DES ASTRONAUTES ? Le point de départ de Missions est à la fois ambitieux, moqueur et méta : la première mission européenne pour Mars débarque sur la Planète rouge pour constater qu’elle a été précédeée par des Américains, venus avec un vaiseeau plus rapide. Ces derniers ont disparu et s’amorce un mystère existentiel, avec l’apparition d’un cosmonaute russe censé être mort dans les années 60. À la fois ambitieuse et consciente de ses limites (ses scènes de vaisseau spatial tournées à La Rochelle), la série regarde vers l’illustre généalogie de la SF d’auteur au cinéma — entre autres Solaris, Interstellar, 2001, l’odyssée de l’espace ou Moon —, les labyrinthes mentaux à la Lost, et y farfouille pour chercher des réponses sur l’origine de l’humanité, le passé de ses personnages (surtout celui de la psychiatre de l’équipage) et jouer avec les références. Missions prouve aussi qu’on peut être métaphysique sans tirer inutilement à la ligne : chaque épisode de 26 minutes contient assez de questionnements et de rebondissements. Une saison 2 est à venir. DES E.T. CH’TIS ?

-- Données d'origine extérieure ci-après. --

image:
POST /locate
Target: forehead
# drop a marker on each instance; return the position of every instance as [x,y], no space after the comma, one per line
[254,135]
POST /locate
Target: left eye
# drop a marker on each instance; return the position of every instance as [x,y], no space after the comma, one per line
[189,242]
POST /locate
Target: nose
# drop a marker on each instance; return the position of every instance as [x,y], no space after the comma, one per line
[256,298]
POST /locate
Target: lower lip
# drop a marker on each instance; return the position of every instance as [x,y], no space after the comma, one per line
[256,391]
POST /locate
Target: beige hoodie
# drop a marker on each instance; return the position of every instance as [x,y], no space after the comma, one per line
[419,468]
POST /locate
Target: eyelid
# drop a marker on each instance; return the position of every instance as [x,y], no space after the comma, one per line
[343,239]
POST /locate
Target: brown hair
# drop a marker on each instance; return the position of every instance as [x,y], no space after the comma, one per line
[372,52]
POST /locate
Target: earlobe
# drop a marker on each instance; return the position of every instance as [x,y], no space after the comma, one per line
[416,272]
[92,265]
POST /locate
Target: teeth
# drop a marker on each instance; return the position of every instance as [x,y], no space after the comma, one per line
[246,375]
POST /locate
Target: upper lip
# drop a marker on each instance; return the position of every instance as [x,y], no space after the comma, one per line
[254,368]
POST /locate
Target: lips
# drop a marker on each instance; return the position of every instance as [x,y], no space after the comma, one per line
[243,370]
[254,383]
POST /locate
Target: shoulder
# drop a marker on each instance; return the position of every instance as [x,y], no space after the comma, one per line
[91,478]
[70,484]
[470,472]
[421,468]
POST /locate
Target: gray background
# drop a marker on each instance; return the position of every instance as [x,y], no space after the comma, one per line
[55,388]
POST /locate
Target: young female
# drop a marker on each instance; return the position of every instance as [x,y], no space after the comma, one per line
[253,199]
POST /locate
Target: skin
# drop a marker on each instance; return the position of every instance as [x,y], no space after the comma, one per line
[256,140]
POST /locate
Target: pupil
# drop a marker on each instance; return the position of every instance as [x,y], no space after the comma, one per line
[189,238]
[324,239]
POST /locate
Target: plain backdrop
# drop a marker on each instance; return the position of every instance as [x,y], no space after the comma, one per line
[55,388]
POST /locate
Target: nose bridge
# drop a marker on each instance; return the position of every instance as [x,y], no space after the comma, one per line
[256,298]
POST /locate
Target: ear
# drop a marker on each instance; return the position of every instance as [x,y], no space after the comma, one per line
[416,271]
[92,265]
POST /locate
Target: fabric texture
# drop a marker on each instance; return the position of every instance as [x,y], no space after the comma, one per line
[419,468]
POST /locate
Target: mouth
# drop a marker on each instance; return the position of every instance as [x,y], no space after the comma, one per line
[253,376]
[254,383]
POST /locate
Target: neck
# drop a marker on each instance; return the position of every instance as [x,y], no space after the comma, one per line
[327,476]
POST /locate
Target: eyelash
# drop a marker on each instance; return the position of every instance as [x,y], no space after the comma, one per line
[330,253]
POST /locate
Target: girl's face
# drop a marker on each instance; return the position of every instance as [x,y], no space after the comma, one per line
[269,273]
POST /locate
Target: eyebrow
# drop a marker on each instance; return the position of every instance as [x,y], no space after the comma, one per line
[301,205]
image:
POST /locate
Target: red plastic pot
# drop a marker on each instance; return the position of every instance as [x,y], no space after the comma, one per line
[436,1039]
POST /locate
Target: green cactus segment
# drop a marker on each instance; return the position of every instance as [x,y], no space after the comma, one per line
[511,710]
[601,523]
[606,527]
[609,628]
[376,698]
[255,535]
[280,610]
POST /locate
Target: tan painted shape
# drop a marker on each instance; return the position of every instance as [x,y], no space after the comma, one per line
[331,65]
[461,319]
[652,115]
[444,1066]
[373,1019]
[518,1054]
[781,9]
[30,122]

Suite de P’tit Quinquin et vrai ovni de cette liste,
mais toujours garanti ch’ti. Quinquin est devenu Coincoin et milite dans un parti d’extrême droite, le commandant Van der Weyden chasse les migrants : le cadre idéal pour une variation sur L’Invasion des profanateurs de sépultures, à base de magma extraterrestre vivant — de la merde tombée du ciel ou un nouveau genre de peste brune, c’est selon — qui duplique toute personne qui entre en son contact. Où sont la copie et l’original ? Qui est vraiment z’inhumain ? Bruno Dumont a à peine besoin d’aliens, tant ses habitants du Nord ont déjà la diction étrange. Sa mécanique du clonage épouse, elle, le comique de répétition de la série (le même gag encore et encore), dans un dérèglement foutraque, à des années-lumière des fictions tout en lignes claires évoquées ici. AGATHE BONITZER ? Tirée d’une websérie et pas très éloignée du pitch de l’épisode « Hang the DJ » de Black Mirror, Osmosis mise sur notre addiction aux relations virtuelles. À Paris, dans un futur proche, la société Osmosis vous promet de trouver l’âme soeur grâce à un implant dans le cerveau. Sur la foi des premiers épisodes, la série feuilletonne sur ce qui aurait pu être une succession de rendez-vous apéros au bord du canal Saint-Martin, via les affres des premiers testeurs d’Osmosis, qui ont identifié la cible de l’amour parfait, sauf que celle-ci n’en sait rien. Comment aborder celui ou celle dont on vous a promis qu’il ou elle est l’élu(e) ? Est-ce de l’amour si c’est programmé ? Sur un mode plus lo-fi que high-tech, Osmosis donne le ton dès le premier épisode lorsque la tête pensante de la société (Agathe Bonitzer) déambule dans un environnement en VR qui tient de l’hôtel particulier huppé. La série confirme l’horizon naturel de la SF à la française, où il s’agit d’avoir les idées sans forcément les moyens à l’américaine, de mettre en scène une réalité — la nôtre — tout juste décalée et augmentée.